Video and phone calls are great, but it’s not the same as being able to pick up kids and say, “Let’s go for a drive and let’s talk about what’s going on.” Compared to traditional social work, the focus is much more on their relationships with people outside the home, on drug addiction – all of which are difficult to talk about on a video call. We feel like we are missing a lot of information that we would normally be told face to face – they will just say, “I’m fine, stop worrying, it’s fine.

Another related thing is that, because we’re a multi-agency team, and traditionally the police are heavily guarded, being face to face and having these office relationships breaks that a bit. But when everyone is working from home, it’s very easy for different parts of the team to get to their little nooks and crannies. The positives about multi-agency work can get lost, and it all feels more like a battle.

It makes me sad to see all that is happening with the children and that we cannot support them the way we would like. Fortunately, some juvenile delinquency services are starting to be re-established now, which is really positive because some of these workers are really important to the children. I think that once again the places in the community where we can go with the young people are open again, things will be easier.

The head of the team for children with disabilities

We identified, just before the crisis, all our families with social workers and put emergency plans there for children who we knew could not be taken care of, due to specific needs, by n ‘anyone. We put those families first, with the agencies we work with, and we said that if anything happens, you should not stop providing services to them.

We also looked at families that we knew were going to go into crisis and what it would look like – difficult behavior, the impact of sleep deprivation with schools closed, the impact of children not attending respite. which means there is literally no break for the parents looking after them. We have written to all of our parents and guardians to explain our plans – everything is virtual until we can get PPE.

Then we said okay, within our team who can support the implementation of these emergency crisis interventions, work to support social workers, and how can we work with the schools around which the children at high risk must enter, otherwise their family situation would shatter down? In the current situation, the reception, already difficult, would be almost impossible.

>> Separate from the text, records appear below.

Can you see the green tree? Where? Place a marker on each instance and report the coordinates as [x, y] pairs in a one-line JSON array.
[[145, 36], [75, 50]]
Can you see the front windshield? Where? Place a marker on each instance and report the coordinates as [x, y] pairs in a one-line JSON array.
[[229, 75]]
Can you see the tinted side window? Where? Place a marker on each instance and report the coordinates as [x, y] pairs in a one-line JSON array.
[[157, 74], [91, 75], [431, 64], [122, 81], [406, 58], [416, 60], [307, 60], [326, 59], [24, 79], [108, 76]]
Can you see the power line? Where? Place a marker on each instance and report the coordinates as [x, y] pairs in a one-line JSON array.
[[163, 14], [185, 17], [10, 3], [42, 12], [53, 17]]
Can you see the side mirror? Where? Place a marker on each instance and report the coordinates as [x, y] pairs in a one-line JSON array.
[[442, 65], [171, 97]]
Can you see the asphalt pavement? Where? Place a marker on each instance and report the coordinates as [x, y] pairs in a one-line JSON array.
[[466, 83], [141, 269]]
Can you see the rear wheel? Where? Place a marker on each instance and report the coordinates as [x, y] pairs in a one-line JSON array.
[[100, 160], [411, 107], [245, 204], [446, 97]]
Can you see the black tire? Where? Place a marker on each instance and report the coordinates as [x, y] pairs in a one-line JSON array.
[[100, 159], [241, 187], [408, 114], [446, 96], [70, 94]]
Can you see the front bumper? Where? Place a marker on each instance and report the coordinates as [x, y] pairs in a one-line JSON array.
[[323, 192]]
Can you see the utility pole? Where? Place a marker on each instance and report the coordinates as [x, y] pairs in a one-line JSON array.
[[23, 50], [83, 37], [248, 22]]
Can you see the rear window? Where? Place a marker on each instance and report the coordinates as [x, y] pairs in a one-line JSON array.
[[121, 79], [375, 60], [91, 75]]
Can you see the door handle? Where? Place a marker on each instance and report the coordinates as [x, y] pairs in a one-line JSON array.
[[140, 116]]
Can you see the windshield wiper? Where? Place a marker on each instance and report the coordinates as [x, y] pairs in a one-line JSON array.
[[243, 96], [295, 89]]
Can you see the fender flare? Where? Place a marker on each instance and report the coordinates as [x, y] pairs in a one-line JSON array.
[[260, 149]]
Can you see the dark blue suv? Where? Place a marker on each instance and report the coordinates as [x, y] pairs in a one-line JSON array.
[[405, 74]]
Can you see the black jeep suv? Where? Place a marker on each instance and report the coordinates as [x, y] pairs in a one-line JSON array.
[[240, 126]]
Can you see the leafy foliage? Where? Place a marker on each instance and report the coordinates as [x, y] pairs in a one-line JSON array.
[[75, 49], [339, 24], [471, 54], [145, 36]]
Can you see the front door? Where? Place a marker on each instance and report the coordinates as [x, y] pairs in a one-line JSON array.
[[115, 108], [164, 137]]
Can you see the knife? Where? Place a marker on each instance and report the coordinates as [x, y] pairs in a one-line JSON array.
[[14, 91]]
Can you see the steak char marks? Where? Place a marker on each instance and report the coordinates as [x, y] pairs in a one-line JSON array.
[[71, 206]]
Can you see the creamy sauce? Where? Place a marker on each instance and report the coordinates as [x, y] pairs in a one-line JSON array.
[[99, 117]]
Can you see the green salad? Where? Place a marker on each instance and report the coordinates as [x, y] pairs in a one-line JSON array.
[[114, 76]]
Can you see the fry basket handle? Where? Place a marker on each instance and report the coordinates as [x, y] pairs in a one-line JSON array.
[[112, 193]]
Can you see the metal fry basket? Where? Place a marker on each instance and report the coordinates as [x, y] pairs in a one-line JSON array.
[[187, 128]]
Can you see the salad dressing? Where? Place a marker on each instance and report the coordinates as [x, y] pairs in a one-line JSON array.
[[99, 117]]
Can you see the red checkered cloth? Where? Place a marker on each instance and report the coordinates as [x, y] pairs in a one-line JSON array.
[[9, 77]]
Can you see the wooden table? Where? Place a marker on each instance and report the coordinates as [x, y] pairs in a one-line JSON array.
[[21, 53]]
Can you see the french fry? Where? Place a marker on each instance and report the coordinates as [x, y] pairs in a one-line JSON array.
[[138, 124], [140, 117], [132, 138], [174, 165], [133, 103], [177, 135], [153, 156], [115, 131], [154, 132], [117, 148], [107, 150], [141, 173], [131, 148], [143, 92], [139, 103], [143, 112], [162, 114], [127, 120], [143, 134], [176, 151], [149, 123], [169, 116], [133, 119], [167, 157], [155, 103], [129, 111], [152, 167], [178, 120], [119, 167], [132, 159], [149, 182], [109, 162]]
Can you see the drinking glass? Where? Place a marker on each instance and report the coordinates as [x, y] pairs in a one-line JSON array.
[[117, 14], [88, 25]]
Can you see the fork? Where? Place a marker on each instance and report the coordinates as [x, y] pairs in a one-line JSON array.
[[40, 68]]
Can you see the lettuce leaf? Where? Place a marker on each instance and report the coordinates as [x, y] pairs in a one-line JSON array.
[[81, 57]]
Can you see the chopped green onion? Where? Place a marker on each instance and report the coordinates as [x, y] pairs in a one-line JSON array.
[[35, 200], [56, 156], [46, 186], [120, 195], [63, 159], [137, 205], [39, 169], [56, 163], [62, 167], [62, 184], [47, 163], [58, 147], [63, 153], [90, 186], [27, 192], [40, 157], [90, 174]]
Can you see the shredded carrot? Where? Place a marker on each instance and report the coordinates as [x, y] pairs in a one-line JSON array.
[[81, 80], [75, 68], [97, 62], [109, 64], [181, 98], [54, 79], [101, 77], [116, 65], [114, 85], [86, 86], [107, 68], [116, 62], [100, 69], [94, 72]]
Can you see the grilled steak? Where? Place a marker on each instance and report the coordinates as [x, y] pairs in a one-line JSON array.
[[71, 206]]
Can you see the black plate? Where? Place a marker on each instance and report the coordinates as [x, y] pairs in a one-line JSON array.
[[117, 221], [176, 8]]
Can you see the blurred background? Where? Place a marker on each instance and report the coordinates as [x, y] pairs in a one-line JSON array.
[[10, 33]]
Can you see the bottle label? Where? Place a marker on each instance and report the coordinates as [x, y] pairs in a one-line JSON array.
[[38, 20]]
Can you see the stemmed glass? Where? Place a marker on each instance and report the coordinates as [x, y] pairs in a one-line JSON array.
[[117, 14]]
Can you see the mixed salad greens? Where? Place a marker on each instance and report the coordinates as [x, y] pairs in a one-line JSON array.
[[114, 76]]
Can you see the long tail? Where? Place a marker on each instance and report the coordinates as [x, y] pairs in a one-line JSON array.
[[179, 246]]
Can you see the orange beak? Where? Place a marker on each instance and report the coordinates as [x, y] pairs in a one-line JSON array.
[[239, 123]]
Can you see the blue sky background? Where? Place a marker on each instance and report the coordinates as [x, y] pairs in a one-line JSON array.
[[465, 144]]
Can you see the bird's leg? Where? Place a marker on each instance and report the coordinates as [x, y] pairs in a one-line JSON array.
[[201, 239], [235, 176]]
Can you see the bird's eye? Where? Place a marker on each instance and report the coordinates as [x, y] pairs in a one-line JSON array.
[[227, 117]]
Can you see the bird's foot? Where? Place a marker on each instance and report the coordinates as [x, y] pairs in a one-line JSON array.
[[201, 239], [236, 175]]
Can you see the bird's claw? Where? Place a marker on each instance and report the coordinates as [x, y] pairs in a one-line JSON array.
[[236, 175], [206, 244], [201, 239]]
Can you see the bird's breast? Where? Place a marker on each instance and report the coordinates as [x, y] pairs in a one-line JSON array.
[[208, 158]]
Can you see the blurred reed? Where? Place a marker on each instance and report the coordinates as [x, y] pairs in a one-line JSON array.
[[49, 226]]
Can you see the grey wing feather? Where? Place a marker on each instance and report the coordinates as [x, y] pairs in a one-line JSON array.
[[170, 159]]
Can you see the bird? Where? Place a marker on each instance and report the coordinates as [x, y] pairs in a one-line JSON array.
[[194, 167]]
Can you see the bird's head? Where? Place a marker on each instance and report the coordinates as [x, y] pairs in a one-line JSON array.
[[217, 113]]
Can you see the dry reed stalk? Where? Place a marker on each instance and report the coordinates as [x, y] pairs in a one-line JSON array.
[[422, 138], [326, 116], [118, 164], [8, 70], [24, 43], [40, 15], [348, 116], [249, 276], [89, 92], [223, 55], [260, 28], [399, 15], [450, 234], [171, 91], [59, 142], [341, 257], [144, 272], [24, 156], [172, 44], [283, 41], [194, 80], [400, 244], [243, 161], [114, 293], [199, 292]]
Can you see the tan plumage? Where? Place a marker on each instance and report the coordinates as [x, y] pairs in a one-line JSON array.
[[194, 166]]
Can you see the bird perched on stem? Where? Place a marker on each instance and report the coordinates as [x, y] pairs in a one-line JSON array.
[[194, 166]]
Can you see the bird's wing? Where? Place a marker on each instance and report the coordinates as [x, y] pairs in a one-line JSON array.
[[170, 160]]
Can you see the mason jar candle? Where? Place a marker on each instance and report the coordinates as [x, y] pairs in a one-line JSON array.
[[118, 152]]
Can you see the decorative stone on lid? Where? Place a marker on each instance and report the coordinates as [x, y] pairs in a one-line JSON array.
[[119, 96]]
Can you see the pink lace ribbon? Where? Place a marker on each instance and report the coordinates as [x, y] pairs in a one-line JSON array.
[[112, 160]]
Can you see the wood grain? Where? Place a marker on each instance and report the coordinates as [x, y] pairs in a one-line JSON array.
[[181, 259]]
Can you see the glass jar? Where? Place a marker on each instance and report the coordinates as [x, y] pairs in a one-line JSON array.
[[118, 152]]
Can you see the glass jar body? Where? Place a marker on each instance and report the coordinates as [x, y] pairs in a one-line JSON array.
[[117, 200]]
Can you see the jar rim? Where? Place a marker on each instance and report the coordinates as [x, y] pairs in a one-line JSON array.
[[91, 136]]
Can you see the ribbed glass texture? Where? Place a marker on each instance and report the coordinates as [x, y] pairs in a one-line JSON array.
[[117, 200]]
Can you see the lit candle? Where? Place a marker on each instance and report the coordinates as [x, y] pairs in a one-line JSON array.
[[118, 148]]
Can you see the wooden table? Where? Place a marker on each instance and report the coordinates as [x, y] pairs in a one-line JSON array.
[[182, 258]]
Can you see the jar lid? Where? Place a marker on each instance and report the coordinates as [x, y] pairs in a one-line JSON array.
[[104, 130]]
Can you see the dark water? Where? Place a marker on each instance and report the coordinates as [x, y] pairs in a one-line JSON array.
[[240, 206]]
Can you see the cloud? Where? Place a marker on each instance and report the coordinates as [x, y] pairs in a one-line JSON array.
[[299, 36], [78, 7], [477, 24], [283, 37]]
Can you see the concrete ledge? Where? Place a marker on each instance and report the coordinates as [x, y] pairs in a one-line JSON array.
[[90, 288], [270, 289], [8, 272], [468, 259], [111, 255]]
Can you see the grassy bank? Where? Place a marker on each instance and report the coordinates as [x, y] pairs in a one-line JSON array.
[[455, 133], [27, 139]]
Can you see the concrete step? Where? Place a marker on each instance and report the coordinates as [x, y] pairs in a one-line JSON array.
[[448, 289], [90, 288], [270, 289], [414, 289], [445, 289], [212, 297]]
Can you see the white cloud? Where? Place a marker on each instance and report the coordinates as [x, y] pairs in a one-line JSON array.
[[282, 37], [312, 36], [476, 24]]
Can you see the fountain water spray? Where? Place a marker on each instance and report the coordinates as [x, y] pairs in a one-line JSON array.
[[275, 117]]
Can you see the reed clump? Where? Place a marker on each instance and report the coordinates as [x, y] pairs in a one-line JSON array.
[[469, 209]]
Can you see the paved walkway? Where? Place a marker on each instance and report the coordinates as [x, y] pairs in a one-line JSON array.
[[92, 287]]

We have chosen the routes most likely to cause difficulties for families and have sought to tackle them with suitably qualified professionals. In our networks, we have concocted packages, offered additional listening visits to parents and succeeded in obtaining them an unlimited Zoom license.

These families are already socially isolated because of the needs of the children in their care.

We want to have a lively meeting moderated by a different professional every week, where they can have a focused discussion or just mull over coffee, share some ideas.

It’s been a tricky time as a manager – during confinement, working from 7 a.m. to 1 a.m. was not unusual – trying to manage team cohesion and maintain communication, as we all know that in times of stress, people all act differently. It is important to be aware of the personality of each employee, their living conditions, state of health, family responsibilities and what they might be at that time. It was about trying to make sure that we deliver statutory things that we cannot compromise, but ensuring that they are proportionate and without waiting for cases to go into crisis.

There were some positives [of practice under lockdown]. You have a little more time – while on each visit you may need to allow 30 minutes for a round trip, doing things virtually you have that extra hour, so the frequency of contacts may increase. If someone had asked me a year ago if all of my staff worked from home, I would have said no, that’s not good, because of peer support, this, that and the other. It was really interesting to watch things work, despite the computer issues.